“Truly I tell you, unless you change and become like little children, you will never enter the kingdom of heaven.”
Matthew 18:3
I enjoy little children, the young ones that don’t care how they look to others. They’re real, just the way God made them to be. They live and love with everything they have inside – freely. These are some of the reasons that photographing preschoolers has been one of my passions for years.
But children have a lot of growing to do. They’re not perfect. In the way humble children grow, needing their parents, Jesus calls for us to grow too. Spiritually we must be like a child, accepting that we are incomplete and inadequate. Jesus calls us to develop our spiritual lives, dependent on God, looking to him to give us eternal life.
But the pride that all of us have, in greater or lesser proportions, holds us back from being childlike in the way God wants us to be. Pride keeps us from submitting to the will of God. I was ashamed awhile ago when a couple of people close to me pointed out my tendency to be proud. And I had always thought I was quite humble! Amazing how we are blind to the truth about ourselves!
I’ve come to see that the hardest thing for some is to recognize how proud they are. Some of them even believe they’re just fine, but that everyone else must change.
Pride is no small sin. It can lead us to:
- Seek recognition to exalt ourselves.
- Accept no responsibility for wrongdoing.
- Speak constantly without listening.
- Be only concerned with ourselves.
- Treat others as less than oneself, causing pain.
Pride is often at the root of stigma, causing great hurt to people with mental health issues. (see note below) The tragedy is that those causing the pain may be good people in other ways but are unable to recognize how wrongly they are treating people with certain differences.
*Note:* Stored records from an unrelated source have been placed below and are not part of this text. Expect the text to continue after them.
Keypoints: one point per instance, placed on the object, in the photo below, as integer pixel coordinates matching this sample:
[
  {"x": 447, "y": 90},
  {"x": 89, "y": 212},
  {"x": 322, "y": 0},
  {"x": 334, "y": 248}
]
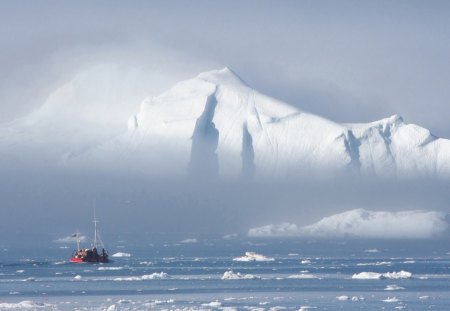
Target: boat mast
[
  {"x": 95, "y": 230},
  {"x": 78, "y": 240}
]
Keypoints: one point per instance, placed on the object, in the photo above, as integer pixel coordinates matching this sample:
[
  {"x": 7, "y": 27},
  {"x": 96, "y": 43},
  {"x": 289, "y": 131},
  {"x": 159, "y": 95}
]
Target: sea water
[{"x": 203, "y": 274}]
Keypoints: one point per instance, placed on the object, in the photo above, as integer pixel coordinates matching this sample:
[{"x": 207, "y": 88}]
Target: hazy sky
[{"x": 350, "y": 61}]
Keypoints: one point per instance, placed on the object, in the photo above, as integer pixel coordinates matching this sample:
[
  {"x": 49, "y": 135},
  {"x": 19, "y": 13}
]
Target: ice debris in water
[
  {"x": 230, "y": 275},
  {"x": 189, "y": 241},
  {"x": 121, "y": 254},
  {"x": 213, "y": 304},
  {"x": 23, "y": 305},
  {"x": 302, "y": 276},
  {"x": 394, "y": 287},
  {"x": 145, "y": 277},
  {"x": 389, "y": 299},
  {"x": 377, "y": 276},
  {"x": 252, "y": 256}
]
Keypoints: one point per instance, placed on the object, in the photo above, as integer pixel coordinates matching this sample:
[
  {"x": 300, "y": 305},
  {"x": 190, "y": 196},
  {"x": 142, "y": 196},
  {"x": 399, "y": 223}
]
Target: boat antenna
[
  {"x": 95, "y": 229},
  {"x": 77, "y": 235}
]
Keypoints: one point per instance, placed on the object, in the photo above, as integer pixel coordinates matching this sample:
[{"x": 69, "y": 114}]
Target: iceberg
[
  {"x": 121, "y": 254},
  {"x": 215, "y": 125},
  {"x": 377, "y": 276},
  {"x": 230, "y": 275},
  {"x": 145, "y": 277},
  {"x": 361, "y": 223},
  {"x": 252, "y": 256}
]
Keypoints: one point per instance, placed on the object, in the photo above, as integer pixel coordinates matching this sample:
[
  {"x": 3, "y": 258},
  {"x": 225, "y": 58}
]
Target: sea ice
[
  {"x": 212, "y": 304},
  {"x": 302, "y": 276},
  {"x": 145, "y": 277},
  {"x": 121, "y": 254},
  {"x": 230, "y": 275},
  {"x": 389, "y": 299},
  {"x": 189, "y": 241},
  {"x": 26, "y": 304},
  {"x": 393, "y": 287},
  {"x": 377, "y": 276},
  {"x": 252, "y": 256}
]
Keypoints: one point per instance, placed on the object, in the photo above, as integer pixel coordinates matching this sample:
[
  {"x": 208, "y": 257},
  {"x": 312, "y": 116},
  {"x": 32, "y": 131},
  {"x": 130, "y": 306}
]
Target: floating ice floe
[
  {"x": 393, "y": 287},
  {"x": 343, "y": 298},
  {"x": 145, "y": 277},
  {"x": 121, "y": 254},
  {"x": 252, "y": 256},
  {"x": 189, "y": 241},
  {"x": 230, "y": 236},
  {"x": 71, "y": 239},
  {"x": 378, "y": 263},
  {"x": 212, "y": 304},
  {"x": 230, "y": 275},
  {"x": 354, "y": 298},
  {"x": 110, "y": 268},
  {"x": 372, "y": 250},
  {"x": 377, "y": 276},
  {"x": 389, "y": 299},
  {"x": 302, "y": 276},
  {"x": 26, "y": 304}
]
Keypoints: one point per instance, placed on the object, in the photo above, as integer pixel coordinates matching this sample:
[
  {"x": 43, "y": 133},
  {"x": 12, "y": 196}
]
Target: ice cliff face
[{"x": 215, "y": 125}]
The following description of stigma may build understanding, though openness to understanding is important:
Stigma is frequently talked about, but seldom fully understood. It often represents itself covertly and overtly in fear, misunderstanding, judgement, intentional and unintentional mistreatment – and disconnection. It takes a proud person to be this way towards another – to consider the other less than himself. An individual with mental health problems could end up mistreated, no longer talked to.
Depending on what the relationship is, such treatment can bring great suffering, to the point of wanting to end one’s life. Memories of the mistreatment and the pain lessen but never go away.
So, what do we do with this pride that can cause so much harm? The truth is, we will never be able to fully escape temptations to be proud. But we can reduce them. When we catch ourselves thinking prideful thoughts, we must focus on our relationship with God.
Remember what it means to be a child of God. Jesus calls us to kneel before him like a child once more. In prayer, can we humble ourselves enough to let our pride go?
In the way Jesus himself modelled, can you “in humility value others above yourselves?”
Marja
SOURCE: From Simon M Laham Ph.D. The Science of Sin (Psychology Today)
“Pride is often cast as the most selfish of the deadly sins, and indeed, hubristc pride is a self-absorbed, other-shunning emotion.”